“Quando Jung já estava mais velho, ele não concedia mais tantas horas de análise, e quando seus discípulos ou outras pessoas se encontravam com ele, naturalmente não falavam de seus próprios problemas e sonhos.
Muitas vezes tive problemas e lutava com eles sozinha, sem mencioná-los a ninguém; e, quando me encontrava com Jung, nos primeiros cinco minutos ele começava a falar justamente daquele problema, dando todas as respostas e sugestões de que eu precisava!
Mais tarde perguntei-lhe várias vezes como acontecia de ele tocar exatamente naquele assunto em particular.
Geralmente respondia que não tinha a menor ideia, mas quando se sentava, o assunto lhe vinha à mente. E era justamente o que eu precisava!
Lembro-me de um incidente desse tipo.
Eu desejava loucamente algo em minha própria vida, mas era muito tímida para esticar a mão e apanhá-lo.

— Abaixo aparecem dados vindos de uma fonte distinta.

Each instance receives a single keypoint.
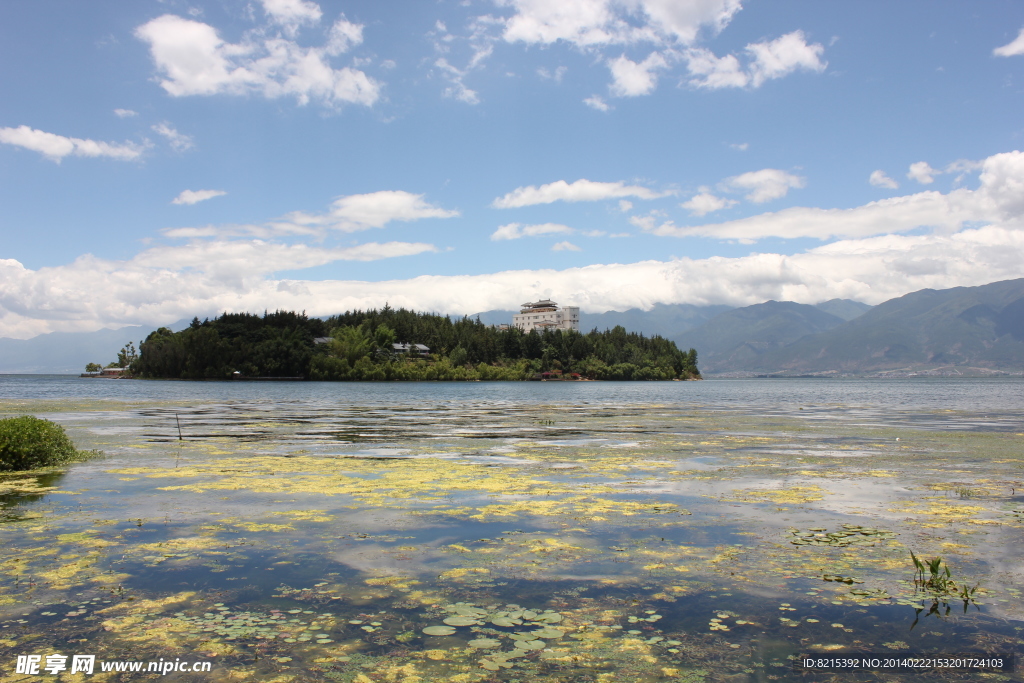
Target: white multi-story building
(546, 314)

Fiz uma visita a Jung, justo na hora em que estava dando comida aos patos, e havia ali um patinho tímido que chegava pertinho, querendo pão, mas, sempre com medo dos outros patos, se afastava.
Jung viu esse coitado e jogou-lhe um pedaço de pão, mas ele foi embora nadando nervosamente e depois voltou, mas era tarde demais.
Isso se repetiu duas ou três vezes; daí Jung virou as costas dizendo:
“Está bem, seu patinho tonto, você pode morrer de fome se não tem coragem de apanhar o pão!”
Isso era para mim!
Imediatamente relacionei-o com a minha situação. Depois perguntei a Jung se ele tinha feito isso de propósito.
Ele respondeu que tinha pensado apenas no pato; não tinha a menor ideia de que coincidisse com minha pergunta interior.
Isso acontecia constantemente.
Os orientais diriam que isso é estar no Tao. Se você estiver no Tao, isto é, em harmonia com os níveis mais profundos de sua personalidade, com a sua totalidade no Self, então ele age através de você dessa forma.
Mas para isto não se deve ter a intenção do ego. Se pretender fazer a coisa certa, se quiser ajudar outras pessoas e assim por diante, então com o ego você bloqueia esse efeito. Você barra a possibilidade natural.
É por isso que Jung foi tão longe, a ponto de dizer que um analista que tem o desejo e a intenção de curar seus pacientes, não é bom.
Não se deve ter nem mesmo isso, pois querer a cura do paciente é uma atitude de poder:
‘Eu quero ser o analista que vai curar este caso!'”
VON FRANZ. Marie-Louise. A Sombra e o Mal nos Contos de Fada.